Thanks to "Nirmata" for providing the following information.
source: SikhWiki
Sikligars Sikhs were the lohars (ironsmiths/blacksmiths) who once specialized in the craft of making and polishing weapons. Once more commonly known as Gaddilohars the term Sikligar was bestowed on these men who fashioned iron by Guru Gobind Singh who turned Lohgarh (the Iron fort at Anandpur Sahib) into the Sikh Armoury. The word is derived from the Persian - saqi/sakli, lit. polishing, furnishing, making bright (a sword), the term saqlgar means a polisher of swords. In medieval India, Sikligars were in great demand for manufacturing spears, swords, shields and arrows. What the world knows as Damascus steel, used in making some of the finest swords known to man, was manufactured by Indian lohars and shipped to Damacus as layered iron pellets.

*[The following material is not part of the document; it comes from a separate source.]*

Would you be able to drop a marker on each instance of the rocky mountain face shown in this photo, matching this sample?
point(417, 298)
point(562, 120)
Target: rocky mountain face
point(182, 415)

Recently a piece of Gold embellished steel armour decorated with Sikh Bani (Hinted to be posibly once owned by Guru Gobind Singh) was made of this type of steel, which in India was called watered steel as its surface reminds one of flowing water. A lohar by the name of Ram Chand, initiated as a Sikh by Guru Gobind Singh, became Ram Singh the first Sikligar Sikh. Though not one of the Panj Piares he was with the Panj Piaras and Guru Gobind Singh fighting in the battle of Chamkaur and accompanied the Guru out of the fort in the night.
But now adays this is their condition:
The advent of modern weapons and industrial technology has hit the Sikligars hard economically. Engaged in the pursuit of an obsolete occupation, they are now a poor and backward people forming one of the scheduled castes as defined under the Indian Constitution.

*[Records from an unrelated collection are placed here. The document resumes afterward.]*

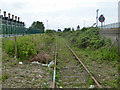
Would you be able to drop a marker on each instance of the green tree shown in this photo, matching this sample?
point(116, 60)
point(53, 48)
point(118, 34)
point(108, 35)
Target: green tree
point(37, 25)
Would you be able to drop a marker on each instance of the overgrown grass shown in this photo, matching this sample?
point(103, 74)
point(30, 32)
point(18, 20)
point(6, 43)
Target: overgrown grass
point(28, 46)
point(90, 41)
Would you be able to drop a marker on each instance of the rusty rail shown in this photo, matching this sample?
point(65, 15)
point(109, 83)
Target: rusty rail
point(55, 66)
point(84, 66)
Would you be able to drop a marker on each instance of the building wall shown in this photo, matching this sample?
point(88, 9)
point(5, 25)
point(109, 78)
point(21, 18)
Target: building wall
point(113, 34)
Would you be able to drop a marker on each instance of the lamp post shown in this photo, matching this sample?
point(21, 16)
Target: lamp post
point(97, 17)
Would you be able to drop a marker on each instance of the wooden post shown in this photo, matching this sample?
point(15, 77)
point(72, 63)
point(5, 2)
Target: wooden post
point(15, 46)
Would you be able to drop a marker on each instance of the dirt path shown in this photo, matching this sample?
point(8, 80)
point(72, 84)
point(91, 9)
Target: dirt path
point(70, 72)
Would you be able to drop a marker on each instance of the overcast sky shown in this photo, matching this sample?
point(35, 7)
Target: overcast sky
point(61, 13)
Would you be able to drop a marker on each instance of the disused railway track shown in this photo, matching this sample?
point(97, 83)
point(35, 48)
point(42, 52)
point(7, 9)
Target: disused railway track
point(99, 86)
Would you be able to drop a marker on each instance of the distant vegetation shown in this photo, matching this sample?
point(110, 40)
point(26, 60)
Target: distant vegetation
point(90, 40)
point(37, 25)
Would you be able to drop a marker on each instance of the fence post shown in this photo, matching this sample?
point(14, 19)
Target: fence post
point(15, 46)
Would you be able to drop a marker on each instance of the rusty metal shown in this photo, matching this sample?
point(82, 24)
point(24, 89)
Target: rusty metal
point(55, 65)
point(84, 66)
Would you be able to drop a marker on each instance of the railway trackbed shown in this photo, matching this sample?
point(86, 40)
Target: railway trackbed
point(69, 71)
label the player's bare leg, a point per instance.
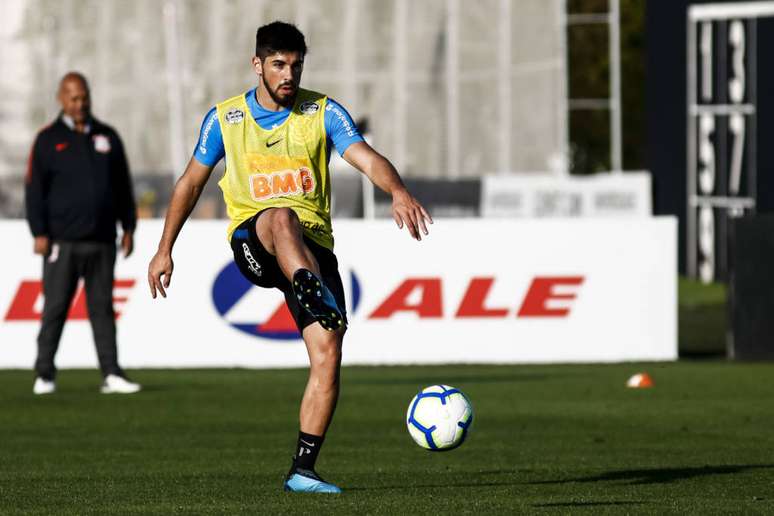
(317, 407)
(322, 388)
(281, 234)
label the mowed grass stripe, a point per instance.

Also known as gaddilohars they roam about in small groups carrying their `meagre possessions on specially designed carts (gaddi, in north Indian dialects) making and selling small articles such as knives, sickles, betelnut cutters, sieves, locks, buckets and toys which they often manufacture from wastemetal. The influence of Sikhism is still clearly discernible in the dress and social customs of some of the Sikligars. The males, especially those of the older generation, wear their hair long. Their womenfolk wear salvar (loose trousers) and kamiz (shirt) like Punjabi women or lahinga (skirt) and choli (bodice) like Rajasthani women, but the use of dhoti and san is rare.
On the annual Takht ishnan (lit. bath ceremony) at the Takht Sahib, it is the special privilege of Sikligar Sikhs to clean and oil the old weapons preserved there as sacred relics.